L'Athée du grenier - suivi de racisme et science-fiction

L'Athée du grenier - suivi de racisme et science-fiction

Samuel R. DELANY, Terry BISSON, (non MENTIONNÉ)
GOATER
172pp - 14,00 €

Bifrost n° 102

Critique parue en avril 2021 dans Bifrost n° 102

Samuel R. Delany qui appartenait à la Nouvelle Vague américaine, fut publié en France entre 1971 et 1984, puis disparut. Son énorme roman, Dhalgren (1975) ne trouva sous nos latitudes personne pour se risquer à le publier, ni Robert Louit, ni Gérard Klein, ni les éditions OPTA qui, tous, l’avait accueilli auparavant. Delany est un excellent styliste, ses livres sont complexes, voire carrément difficiles pour les plus récents. Delany est de « gauche » mais n’a rien à voir avec la gauche prolétarienne ni avec ce que les écrivains soviétiques non dissidents pouvaient bien alors écrire. Sa gauche était en avance de deux générations  : bobo, politiquement correcte, féministe, pro-gay, artiste, anti-raciste, et aurait pu être végane ou écologiste. Après la publication de « La Fosse aux étoiles » chez Denoël dans la collection « Étoile Double », il n’y eut plus rien jusqu’en 2006 et la publication de Hogg, roman hors genre proche de Vice Versa, chez Laurence Viallet. En 2008, Bragelonne sortit un gros omnibus : Les Chants des étoiles, rassemblant les space opera de Delany… En somme, 36 ans depuis le dernier inédit SF.

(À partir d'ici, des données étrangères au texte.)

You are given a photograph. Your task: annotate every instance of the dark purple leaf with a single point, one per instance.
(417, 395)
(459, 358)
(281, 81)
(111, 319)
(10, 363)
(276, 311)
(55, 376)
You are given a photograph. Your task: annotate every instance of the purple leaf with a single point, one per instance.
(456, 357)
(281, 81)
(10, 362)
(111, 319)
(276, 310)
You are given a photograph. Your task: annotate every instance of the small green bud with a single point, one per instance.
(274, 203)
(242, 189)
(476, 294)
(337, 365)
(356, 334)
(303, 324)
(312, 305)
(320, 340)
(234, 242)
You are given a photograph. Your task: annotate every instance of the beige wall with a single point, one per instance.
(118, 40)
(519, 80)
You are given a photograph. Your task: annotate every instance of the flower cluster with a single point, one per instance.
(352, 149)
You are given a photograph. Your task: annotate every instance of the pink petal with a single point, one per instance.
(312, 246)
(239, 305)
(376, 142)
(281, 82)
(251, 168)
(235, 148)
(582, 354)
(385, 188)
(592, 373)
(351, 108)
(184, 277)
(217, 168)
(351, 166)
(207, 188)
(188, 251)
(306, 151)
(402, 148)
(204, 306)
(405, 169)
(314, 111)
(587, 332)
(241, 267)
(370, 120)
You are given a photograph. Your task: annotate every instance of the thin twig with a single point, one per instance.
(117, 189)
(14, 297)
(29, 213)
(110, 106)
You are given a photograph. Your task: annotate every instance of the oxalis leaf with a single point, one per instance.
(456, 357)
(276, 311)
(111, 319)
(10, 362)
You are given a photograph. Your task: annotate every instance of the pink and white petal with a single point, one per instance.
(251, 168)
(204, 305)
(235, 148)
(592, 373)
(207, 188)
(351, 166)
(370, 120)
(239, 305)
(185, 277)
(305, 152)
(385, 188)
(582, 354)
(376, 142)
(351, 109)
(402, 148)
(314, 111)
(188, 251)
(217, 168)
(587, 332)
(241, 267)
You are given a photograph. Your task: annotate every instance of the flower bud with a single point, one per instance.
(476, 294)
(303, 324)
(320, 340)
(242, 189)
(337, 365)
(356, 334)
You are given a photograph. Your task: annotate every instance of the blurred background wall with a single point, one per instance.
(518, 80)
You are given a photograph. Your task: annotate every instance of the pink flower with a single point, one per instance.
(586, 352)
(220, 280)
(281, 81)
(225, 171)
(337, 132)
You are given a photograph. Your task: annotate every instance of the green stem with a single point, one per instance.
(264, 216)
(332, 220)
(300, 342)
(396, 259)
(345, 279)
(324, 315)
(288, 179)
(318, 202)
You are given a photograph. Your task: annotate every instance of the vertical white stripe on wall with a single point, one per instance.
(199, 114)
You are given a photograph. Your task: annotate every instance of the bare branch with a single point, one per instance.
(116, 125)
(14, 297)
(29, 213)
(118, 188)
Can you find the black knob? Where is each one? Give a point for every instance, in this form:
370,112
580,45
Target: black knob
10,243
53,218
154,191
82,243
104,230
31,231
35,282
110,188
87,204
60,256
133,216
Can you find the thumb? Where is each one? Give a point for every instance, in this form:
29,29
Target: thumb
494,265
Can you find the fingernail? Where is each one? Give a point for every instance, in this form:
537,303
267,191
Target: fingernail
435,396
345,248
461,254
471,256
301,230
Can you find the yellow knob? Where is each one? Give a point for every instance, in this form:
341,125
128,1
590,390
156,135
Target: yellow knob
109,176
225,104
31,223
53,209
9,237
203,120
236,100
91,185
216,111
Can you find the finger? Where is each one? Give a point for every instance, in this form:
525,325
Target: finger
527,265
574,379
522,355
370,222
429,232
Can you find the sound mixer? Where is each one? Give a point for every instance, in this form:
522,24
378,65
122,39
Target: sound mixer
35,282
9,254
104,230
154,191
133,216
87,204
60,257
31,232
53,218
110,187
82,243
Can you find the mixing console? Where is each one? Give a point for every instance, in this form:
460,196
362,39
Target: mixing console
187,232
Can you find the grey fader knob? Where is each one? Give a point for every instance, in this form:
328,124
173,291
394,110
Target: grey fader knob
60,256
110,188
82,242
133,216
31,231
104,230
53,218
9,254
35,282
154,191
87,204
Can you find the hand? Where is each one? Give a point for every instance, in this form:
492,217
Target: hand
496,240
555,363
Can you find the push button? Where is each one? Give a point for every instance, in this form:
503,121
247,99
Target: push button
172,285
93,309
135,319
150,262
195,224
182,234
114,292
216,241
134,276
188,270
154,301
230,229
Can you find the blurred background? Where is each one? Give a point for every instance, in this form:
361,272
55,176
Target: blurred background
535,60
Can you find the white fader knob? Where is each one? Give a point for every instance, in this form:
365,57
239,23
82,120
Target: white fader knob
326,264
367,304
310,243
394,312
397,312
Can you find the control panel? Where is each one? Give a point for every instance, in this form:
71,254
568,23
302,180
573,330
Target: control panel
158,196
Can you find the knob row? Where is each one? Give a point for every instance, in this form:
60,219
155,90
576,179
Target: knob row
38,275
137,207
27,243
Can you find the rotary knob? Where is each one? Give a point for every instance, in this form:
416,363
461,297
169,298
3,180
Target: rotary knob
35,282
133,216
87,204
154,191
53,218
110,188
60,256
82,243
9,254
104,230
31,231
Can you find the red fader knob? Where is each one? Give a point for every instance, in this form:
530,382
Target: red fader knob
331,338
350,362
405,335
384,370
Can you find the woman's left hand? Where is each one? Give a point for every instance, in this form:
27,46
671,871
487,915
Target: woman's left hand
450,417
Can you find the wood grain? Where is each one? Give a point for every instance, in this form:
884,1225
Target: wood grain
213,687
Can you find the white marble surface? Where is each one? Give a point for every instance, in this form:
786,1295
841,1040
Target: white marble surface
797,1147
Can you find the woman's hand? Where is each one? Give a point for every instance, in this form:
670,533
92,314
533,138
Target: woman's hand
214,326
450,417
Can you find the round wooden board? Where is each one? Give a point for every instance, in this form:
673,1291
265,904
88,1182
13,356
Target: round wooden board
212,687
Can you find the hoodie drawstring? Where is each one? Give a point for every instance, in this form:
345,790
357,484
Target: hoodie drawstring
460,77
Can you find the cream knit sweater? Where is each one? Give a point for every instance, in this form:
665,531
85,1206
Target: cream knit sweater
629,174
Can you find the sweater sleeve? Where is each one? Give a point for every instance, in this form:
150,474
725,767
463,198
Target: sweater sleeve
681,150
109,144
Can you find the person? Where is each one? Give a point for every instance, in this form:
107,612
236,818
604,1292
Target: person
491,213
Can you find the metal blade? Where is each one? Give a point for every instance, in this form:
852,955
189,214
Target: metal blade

Et voici, en 2020, L’athée du Grenier. Eh bien, la disette va durer : ce n’est ni de la science-fiction ni même de l’imaginaire. C’est de la littérature mimétique. La novella est constitué d’une partie d’un journal apocryphe du génial philosophe et mathématicien allemand du XVIIe siècle, Wilhelm Gottfried Leibnitz, qui inventa la première machine à calculer et le calcul binaire. Ce journal raconte le séjour que Leibnitz fit pour affaires en Amsterdam en 1676 et le court voyage qu’il fit à La Haye durant ce temps pour rendre visite au philosophe juif Baruch Spinoza.

Les cinq premiers chapitres font état de son arrivée à Amsterdam et des préparatifs de son voyage à La Haye. Le chapitre 6 constitue le morceau de bravoure, racontant la rencontre avec Spinoza. Les derniers chapitres sont consacrés à son retour à Amsterdam et aux réflexions que lui ont inspirées la rencontre.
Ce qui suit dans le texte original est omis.